The `vectorize_text` function transforms text into numerical vectors using various vectorization methods: TF-IDF, CountVectorizer, HashingVectorizer, PCA, and TruncatedSVD.

```python
from WrdSmth.vectorization import vectorize_text

text = ["This is the first document.", "This document is the second document."]

# Using TF-IDF
vectors_tfidf = vectorize_text(text, method='tfidf')
print(f"TF-IDF Vectorization: {vectors_tfidf}")
# Output:
# (0, 3) 0.44830048919
# (0, 6) 0.630078056744
# (0, 2) 0.630078056744
# (1, 2) 0.44830048919
# (1, 3) 0.44830048919
# (1, 6) 0.44830048919
# (1, 5) 0.630078056744

# Using CountVectorizer
vectors_count = vectorize_text(text, method='count')
print(f"CountVectorizer: {vectors_count}")
# Output:
# (0, 3) 1
# (0, 6) 1
# (0, 2) 1
# (1, 2) 1
# (1, 3) 1
# (1, 6) 1
# (1, 5) 1

# Using HashingVectorizer
vectors_hashing = vectorize_text(text, method='hashing')
print(f"HashingVectorizer: {vectors_hashing}")
# Output:
# (0, 277648885) 1.0
# (0, 1780810300) 1.0
# (0, 1137508371) 1.0
# (1, 1137508371) 1.0
# (1, 277648885) 1.0
# (1, 1780810300) 1.0
# (1, 996069450) 1.0

# Using PCA (dimensionality reduction)
vectors_pca = vectorize_text(text, method='pca', n_components=2)
print(f"PCA: {vectors_pca}")
# Output:
# [[ 0.24280967 -0.37643166]
# [-0.24280967 0.37643166]]

# Using TruncatedSVD (dimensionality reduction)
vectors_svd = vectorize_text(text, method='svd', n_components=2)
print(f"TruncatedSVD: {vectors_svd}")
# Output:
# [[-0.67175401 0.23931005]
# [ 0.67175401 -0.23931005]]
```

**Parameters:**

* `text` (str or list): Text or list of texts to vectorize.
* `method` (str, optional): Vectorization method.

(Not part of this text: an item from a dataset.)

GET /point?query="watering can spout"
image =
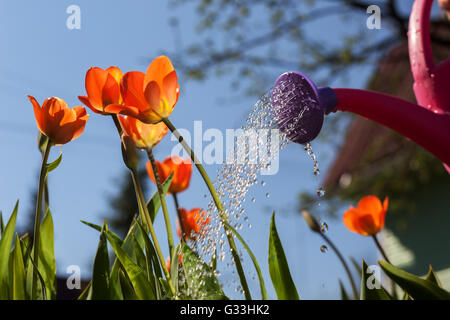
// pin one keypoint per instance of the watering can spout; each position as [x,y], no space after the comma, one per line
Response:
[299,109]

Defaults to 'tfidf'. Choose from 'tfidf', 'count', 'hashing', 'pca', or 'svd'.
* `**kwargs`: Additional arguments for the selected vectorization method.

## Contributing

Contributions are welcome! Please see the [Contribution Guidelines](CONTRIBUTING.md) for more details.

## License

This project is licensed under the MIT License - see the [LICENSE](LICENSE) file for details.